If it’s July in Texas it means the heat is on. Texans can be 100 percent sure of that as temperatures topped 100 degrees statewide.
Texans are a hardy bunch and they are used to the intense heat that arrives every summer, but it’s like ice cream. Most people like it, some love it, but no one wants a huge bowl every hour.
This summer that ice cream would melt across the Lone Star State, even with people staying indoors and turning on the air conditioning. But what might get them hot under the collar is the bills they will face as energy costs rise like a thermometer left out in the sun.
Bill Peacock of Austin, a longtime energy analyst, knows a few things about Texas heat and the cost of staying cool.
“Obviously, the hot temperatures forecasted for July and heading into August will drive up energy demand in Texas,” Peacock told Lone Star Standard. “Air conditioners, in homes, businesses and factories across the state will have to work harder to beat the 100 degree-plus temperatures. This will put a great demand on the state's generation capacity.”
An additional problem is the lack of governmental oversight to prevent energy bills from overheating, he said.
“The problem is not that the state is trying to regulate the price. The problem is that the state is trying to increase the price,” Peacock said. “Texas policymakers actually want consumers to pay more for electricity than the market price. Last year, for instance, the Texas government increased the wholesale price of electricity by more than $4 billion through two administrative price adders, the operating reserve demand curve (ORDC) and reliability deployment price adder (RDPA).”

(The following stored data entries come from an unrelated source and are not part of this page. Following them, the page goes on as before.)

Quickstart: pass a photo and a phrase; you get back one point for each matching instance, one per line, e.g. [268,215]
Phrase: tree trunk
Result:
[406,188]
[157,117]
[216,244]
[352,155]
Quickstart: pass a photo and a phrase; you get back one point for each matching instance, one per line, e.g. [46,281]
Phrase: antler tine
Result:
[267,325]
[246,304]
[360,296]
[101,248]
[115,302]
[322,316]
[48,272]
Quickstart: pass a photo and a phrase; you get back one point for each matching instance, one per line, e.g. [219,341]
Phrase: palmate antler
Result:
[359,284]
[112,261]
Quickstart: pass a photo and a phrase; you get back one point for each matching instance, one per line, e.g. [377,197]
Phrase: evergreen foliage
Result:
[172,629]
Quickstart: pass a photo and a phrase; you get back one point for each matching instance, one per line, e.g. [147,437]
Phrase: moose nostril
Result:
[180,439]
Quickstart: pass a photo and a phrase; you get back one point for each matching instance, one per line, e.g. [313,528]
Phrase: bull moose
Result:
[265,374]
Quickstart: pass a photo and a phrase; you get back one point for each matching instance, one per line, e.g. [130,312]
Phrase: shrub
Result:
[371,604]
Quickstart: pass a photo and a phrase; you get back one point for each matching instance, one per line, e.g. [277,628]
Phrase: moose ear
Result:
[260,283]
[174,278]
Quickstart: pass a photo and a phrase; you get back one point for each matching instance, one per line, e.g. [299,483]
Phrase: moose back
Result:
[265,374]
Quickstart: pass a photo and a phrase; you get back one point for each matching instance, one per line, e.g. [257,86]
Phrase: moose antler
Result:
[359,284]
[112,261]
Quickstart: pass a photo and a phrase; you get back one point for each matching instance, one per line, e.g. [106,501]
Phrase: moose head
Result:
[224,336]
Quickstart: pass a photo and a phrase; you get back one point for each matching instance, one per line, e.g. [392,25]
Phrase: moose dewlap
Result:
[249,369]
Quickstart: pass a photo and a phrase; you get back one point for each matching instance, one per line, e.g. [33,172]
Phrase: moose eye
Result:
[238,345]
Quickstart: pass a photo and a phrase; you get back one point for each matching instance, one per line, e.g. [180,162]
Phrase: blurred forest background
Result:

He said the reliability of the state’s energy grid is also in doubt, in large part because of decisions made to favor and promote solar and wind power.
“The primary reliability problems the market is facing today is because of subsidies for renewable energy,” Peacock said. “The subsidies allow wind and solar generators to undercut competitors and are stifling investment in more reliable generation like coal and natural gas. This means that the Texas market is relying more and more on wind generation at the highest temperatures. However, there is no guarantee that the wind will be blowing when Texans need electricity the most.”
Jay Lehr, a Ph.D. and science director at The Heartland Institute, told the institute that betting on renewable energy is a dangerous gamble.
“While the threat of man-caused global warming is the biggest hoax ever perpetrated on society, its most immediate damage has been the growth of an unsustainable wind and solar industry that raises energy costs for the poorest Americans,” Lehr said in a January 2019 article. “Far from being replaced by wind turbines, fossil-fuel plants will always have to be on the ready as backup to supply life-sustaining electricity when the wind doesn’t blow within acceptable limits and the sun doesn’t shine.”
Peacock said Texans may learn that the hard way this summer. Consumers face higher electric bills, and he said they shouldn’t expect any relief soon.
“Retail electric prices went up in Texas last year even as other energy prices were dropping,” Peacock said. “It is likely that this year's costs of the prices adders will meet or exceed last year's $4 billion — on top of over $2 billion that Texas renewable generators will receive in subsidies this year.”